Though this initial conclusion can (and should) be widely debate, I am even more intrigued by the remedy Judge Panner decides is appropriate. Notably, the defendant in Detwiler requested that the court "invalidate the Feeney Amendment and pass sentence under the pre-Feeney Guidelines." But Judge Panner sees the matter this way:
The separation of powers issue addressed in this opinion is not a mere challenge to one particular guideline, that can be stricken without disturbing the Guidelines system as a whole. Either the Sentencing Guidelines scheme as it exists today is constitutional, or it is not. There is no middle ground.... [T]he issue presented here is not the constitutionality of "this Act" — which is a smorgasbord of unrelated provisions stuffed into a single bill for political reasons — but the constitutionality of the Guidelines sentencing scheme itself. The challenged provisions go to the heart of what the Sentencing Commission is today, and whether the present federal Guidelines system, as it has been constructed by Congress, passes constitutional muster. I cannot unilaterally alter the structure of the Sentencing Commission to bring it into compliance with the Constitution. Only Congress potentially has that power.
Accordingly, the only appropriate remedy here is to declare the federal Sentencing Guidelines system, in its present form, unconstitutional. I will sentence Defendant to a term within the minimum and maximum terms prescribed by statute, as I would have done prior to enactment of the Guidelines. I will consider the Guidelines when imposing sentence, but they are now just advisory guidelines, not binding mandates.

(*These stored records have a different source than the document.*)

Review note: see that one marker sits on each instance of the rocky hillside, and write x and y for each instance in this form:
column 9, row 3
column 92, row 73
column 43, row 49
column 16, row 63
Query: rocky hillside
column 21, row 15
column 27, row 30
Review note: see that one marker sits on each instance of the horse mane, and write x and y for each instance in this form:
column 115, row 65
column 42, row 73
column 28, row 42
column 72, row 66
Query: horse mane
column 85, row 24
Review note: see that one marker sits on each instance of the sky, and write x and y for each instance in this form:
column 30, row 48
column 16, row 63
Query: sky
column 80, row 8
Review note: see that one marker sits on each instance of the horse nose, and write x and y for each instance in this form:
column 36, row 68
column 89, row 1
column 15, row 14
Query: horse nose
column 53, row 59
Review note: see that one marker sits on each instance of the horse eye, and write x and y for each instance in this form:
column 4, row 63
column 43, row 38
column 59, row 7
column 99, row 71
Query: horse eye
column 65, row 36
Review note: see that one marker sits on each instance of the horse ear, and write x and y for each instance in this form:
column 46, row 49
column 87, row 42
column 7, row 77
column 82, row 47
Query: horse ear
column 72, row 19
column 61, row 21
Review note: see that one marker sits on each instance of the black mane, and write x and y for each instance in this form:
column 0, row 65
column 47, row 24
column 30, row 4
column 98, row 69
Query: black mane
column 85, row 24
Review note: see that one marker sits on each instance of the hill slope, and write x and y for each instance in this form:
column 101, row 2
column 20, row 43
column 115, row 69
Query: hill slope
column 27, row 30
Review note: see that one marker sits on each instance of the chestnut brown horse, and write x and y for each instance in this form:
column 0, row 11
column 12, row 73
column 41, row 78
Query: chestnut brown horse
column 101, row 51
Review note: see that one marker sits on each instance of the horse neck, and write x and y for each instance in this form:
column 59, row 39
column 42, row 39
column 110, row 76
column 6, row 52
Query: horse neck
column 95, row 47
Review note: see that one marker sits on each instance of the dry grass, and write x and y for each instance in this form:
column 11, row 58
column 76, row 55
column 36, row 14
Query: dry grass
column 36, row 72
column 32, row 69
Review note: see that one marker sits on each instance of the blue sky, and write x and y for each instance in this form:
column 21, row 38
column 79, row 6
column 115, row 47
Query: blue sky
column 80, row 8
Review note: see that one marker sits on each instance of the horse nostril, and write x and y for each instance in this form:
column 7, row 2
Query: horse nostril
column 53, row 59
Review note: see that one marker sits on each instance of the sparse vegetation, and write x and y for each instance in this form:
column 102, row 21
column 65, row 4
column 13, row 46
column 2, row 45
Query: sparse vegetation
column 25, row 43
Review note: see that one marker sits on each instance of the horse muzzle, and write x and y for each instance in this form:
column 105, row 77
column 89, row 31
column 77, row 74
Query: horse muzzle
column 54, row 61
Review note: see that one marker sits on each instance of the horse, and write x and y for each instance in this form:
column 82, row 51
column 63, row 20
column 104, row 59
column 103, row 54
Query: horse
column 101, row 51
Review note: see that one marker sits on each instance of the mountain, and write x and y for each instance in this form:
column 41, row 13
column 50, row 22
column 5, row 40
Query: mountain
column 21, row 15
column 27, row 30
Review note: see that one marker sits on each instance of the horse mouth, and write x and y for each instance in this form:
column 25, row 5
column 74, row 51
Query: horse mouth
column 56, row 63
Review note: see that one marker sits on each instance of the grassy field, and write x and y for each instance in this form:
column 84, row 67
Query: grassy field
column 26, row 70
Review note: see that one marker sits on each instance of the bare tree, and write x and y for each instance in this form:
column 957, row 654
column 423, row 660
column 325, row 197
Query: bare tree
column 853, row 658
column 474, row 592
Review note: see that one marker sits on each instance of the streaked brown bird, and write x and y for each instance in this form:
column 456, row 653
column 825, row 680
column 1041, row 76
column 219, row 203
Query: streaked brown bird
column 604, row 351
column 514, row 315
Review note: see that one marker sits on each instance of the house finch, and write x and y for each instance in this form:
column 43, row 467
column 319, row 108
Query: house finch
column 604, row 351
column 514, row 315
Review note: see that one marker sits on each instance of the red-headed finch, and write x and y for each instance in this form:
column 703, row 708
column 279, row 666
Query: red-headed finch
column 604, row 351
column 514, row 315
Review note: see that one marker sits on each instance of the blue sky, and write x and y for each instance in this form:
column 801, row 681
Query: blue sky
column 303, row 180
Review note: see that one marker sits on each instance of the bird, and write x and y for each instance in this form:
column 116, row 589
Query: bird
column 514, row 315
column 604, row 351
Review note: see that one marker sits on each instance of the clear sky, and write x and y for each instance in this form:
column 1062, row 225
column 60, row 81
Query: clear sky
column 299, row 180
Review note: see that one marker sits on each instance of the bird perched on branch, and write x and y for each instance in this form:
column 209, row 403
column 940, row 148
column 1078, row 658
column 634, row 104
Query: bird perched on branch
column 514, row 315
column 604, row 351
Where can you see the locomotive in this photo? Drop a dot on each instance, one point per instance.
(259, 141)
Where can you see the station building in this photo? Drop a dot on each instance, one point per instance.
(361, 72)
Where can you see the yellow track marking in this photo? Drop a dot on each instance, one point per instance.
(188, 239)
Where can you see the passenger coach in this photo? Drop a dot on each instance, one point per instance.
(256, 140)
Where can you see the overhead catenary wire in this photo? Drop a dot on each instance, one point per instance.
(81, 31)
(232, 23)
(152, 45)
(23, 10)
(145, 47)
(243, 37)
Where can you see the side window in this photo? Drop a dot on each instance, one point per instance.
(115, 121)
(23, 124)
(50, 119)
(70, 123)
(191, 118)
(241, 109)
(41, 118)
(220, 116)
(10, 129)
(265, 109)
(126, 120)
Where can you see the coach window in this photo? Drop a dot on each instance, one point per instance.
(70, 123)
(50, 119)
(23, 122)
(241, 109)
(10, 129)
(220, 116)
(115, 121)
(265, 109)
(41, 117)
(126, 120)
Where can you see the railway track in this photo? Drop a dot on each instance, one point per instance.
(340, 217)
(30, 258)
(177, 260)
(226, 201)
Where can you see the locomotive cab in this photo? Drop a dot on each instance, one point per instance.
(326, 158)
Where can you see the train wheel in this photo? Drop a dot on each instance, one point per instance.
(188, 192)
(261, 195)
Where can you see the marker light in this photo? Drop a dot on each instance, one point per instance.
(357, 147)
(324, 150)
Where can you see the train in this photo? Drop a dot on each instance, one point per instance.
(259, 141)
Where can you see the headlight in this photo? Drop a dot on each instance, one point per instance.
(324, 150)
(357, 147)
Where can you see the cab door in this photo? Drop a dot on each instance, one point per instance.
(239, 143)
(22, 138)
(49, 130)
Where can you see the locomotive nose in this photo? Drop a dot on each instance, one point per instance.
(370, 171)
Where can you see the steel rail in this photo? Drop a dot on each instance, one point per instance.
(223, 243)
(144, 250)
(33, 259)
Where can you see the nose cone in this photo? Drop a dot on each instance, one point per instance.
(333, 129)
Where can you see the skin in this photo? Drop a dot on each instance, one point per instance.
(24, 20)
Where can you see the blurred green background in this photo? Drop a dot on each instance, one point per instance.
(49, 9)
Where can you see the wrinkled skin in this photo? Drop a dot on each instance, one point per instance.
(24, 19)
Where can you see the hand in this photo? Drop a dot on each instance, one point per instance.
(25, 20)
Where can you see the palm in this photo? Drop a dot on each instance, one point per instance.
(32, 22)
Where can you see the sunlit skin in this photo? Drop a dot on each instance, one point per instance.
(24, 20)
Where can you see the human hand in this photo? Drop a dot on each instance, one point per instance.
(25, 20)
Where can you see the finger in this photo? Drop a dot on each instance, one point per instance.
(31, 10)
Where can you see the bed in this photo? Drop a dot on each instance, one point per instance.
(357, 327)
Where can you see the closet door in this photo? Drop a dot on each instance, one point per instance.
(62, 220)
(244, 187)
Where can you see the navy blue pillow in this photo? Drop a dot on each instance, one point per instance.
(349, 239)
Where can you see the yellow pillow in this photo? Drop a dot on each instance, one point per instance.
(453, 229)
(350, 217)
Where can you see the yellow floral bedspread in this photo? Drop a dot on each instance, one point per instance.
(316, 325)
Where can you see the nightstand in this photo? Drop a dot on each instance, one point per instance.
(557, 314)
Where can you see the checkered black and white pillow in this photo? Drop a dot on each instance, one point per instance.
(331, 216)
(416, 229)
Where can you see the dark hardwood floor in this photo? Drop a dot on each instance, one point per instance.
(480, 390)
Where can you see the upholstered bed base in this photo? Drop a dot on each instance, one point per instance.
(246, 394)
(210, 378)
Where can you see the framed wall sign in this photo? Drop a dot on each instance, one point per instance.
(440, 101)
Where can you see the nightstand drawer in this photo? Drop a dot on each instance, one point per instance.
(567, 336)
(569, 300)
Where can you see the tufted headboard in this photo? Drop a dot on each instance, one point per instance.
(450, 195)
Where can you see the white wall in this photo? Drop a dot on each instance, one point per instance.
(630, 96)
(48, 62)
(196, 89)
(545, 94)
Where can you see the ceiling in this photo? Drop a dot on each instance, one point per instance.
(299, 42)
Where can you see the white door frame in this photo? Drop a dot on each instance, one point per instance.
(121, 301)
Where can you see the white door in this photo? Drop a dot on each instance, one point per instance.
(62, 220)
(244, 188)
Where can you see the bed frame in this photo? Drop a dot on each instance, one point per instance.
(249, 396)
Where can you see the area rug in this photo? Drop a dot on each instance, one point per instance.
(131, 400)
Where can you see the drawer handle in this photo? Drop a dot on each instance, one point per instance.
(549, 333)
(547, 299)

Though I am certainly no expert on remedies for separation-of-powers constitutional defects, this part of the Detwiler decision seems anything but "airtight." Especially in light of severability principles which call for upholding as much of a congressional act as possible, the remedy adopted by Judge Panner seems much too broad and also stunningly disruptive. I presume his ruling means that he won't apply the guidelines in any case, even in a case not at all impacted by the provisions of the Feeney Amendment or by subsequent Sentencing Commission action. Moreover, it is unclear based on Judge Panner's logic how Congress could even fix the constitutional problems he identifies, save for perhaps directly enacting into statutory law all of the existing guideline provisions through regular legislation. Moreover, his ruling necessarily calls into question every guideline sentence imposed since April 30, 2003 when the Feeney Amendment became law (and that's probably somewhere around 100,000 federal sentences). Wow!
I would be eager to hear from constitutional experts about what are the various possible and sensible remedies for the separation-of-powers constitutional defect that Judge Panner identifies. My uniformed opinion is that the defendant's proposed remedy in Detwiler makes a lot more sense than the remedy adopted by Judge Panner, and I also think there are likely a range of other possibilities as well.